1. A two-stage framework is proposed for building anomaly detectors using normal training data only.

2. The CutPaste data augmentation strategy is used to learn self-supervised deep representations.

3. The proposed algorithm is able to detect various types of real-world defects and achieves a new state-of-the-art 96.6 AUC score when transfer learning on pretrained representations on ImageNet.

Article analysis:

The article presents a two-stage framework for building anomaly detectors using normal training data only, which is based on the CutPaste data augmentation strategy to learn self-supervised deep representations. The empirical study on MVTec anomaly detection dataset demonstrates that the proposed algorithm is general and can detect various types of real-world defects, achieving a new state-of-the-art 96.6 AUC score when transfer learning on pretrained representations on ImageNet.

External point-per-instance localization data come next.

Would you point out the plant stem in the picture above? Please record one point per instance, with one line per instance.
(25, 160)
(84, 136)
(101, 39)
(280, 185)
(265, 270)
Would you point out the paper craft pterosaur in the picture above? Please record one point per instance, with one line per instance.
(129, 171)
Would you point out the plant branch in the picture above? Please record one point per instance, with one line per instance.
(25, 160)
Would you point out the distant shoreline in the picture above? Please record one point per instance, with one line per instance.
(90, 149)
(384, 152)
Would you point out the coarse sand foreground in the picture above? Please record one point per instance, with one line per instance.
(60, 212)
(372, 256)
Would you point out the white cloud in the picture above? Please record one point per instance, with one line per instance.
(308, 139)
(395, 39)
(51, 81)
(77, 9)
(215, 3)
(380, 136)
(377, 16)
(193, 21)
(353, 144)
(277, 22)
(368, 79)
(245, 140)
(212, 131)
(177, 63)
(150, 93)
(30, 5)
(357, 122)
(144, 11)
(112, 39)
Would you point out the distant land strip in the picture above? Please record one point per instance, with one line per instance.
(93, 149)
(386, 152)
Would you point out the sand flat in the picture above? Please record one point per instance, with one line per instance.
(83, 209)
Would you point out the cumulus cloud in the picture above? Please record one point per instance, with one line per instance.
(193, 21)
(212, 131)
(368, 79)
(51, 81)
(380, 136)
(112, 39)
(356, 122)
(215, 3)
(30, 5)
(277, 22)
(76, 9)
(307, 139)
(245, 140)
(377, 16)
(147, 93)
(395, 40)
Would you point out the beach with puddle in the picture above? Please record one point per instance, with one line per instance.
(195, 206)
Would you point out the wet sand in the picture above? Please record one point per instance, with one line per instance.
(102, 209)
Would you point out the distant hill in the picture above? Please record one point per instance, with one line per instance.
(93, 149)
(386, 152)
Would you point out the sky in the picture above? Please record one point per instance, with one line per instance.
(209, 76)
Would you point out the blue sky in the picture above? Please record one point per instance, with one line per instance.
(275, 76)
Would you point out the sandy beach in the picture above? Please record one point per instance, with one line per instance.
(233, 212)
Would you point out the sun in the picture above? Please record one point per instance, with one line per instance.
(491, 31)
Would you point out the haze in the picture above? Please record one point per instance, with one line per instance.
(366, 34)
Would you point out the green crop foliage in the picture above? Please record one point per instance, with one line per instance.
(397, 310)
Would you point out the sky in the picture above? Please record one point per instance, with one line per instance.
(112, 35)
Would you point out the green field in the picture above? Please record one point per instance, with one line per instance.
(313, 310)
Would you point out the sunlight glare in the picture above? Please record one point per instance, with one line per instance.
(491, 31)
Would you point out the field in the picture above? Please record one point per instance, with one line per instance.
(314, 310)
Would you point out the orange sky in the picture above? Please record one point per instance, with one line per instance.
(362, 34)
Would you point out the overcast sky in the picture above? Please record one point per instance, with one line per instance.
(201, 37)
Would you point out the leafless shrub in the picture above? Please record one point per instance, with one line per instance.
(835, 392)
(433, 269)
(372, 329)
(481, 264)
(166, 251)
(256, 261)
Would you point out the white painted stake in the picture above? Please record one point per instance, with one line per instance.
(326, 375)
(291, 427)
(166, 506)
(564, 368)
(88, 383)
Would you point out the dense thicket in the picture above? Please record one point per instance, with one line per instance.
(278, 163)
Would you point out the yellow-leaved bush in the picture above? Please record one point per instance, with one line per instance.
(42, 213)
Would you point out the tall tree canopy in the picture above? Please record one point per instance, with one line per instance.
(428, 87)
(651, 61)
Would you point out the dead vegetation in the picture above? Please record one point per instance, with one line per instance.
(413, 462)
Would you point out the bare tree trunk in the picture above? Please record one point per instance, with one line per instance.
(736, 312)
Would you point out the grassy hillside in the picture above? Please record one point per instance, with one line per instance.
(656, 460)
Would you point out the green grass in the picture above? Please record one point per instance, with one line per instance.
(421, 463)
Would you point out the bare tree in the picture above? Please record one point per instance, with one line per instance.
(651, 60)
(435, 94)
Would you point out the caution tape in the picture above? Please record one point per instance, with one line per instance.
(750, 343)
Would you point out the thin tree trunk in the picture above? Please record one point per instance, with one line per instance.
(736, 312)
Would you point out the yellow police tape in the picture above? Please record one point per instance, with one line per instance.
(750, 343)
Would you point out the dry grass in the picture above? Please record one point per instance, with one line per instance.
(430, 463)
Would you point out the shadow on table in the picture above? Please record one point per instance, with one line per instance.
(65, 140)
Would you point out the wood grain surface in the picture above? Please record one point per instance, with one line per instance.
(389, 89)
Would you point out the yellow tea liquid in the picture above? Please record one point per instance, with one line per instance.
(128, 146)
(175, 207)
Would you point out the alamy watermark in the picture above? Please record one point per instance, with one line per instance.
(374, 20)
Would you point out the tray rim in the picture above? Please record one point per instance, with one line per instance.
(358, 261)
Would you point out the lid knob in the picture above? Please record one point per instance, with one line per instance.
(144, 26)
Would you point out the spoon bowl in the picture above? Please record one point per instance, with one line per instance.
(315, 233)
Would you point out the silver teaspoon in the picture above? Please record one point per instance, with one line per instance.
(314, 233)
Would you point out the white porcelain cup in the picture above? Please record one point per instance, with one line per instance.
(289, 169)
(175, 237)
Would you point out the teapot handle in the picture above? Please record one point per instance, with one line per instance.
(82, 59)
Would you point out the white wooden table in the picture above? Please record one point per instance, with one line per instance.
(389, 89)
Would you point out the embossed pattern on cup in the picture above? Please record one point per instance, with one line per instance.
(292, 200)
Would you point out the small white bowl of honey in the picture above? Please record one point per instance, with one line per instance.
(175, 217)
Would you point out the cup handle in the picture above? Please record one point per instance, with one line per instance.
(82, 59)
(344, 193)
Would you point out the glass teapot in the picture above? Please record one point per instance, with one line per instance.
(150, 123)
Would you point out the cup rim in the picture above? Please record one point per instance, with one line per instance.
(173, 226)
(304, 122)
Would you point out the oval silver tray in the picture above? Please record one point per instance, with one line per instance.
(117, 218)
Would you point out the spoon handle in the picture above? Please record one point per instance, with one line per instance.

The article appears to be reliable and trustworthy as it provides evidence from an empirical study that supports its claims, and it does not appear to contain any promotional content or partiality towards any particular point of view or technology. Furthermore, the article does not appear to contain any unsupported claims or missing points of consideration, as all claims are backed up by evidence from the empirical study mentioned above. Additionally, the article does not appear to present any risks that have not been noted or explored in detail, nor does it appear to present both sides of an argument equally; instead, it focuses solely on presenting the results of its own research in detail without exploring counterarguments or alternative perspectives in depth.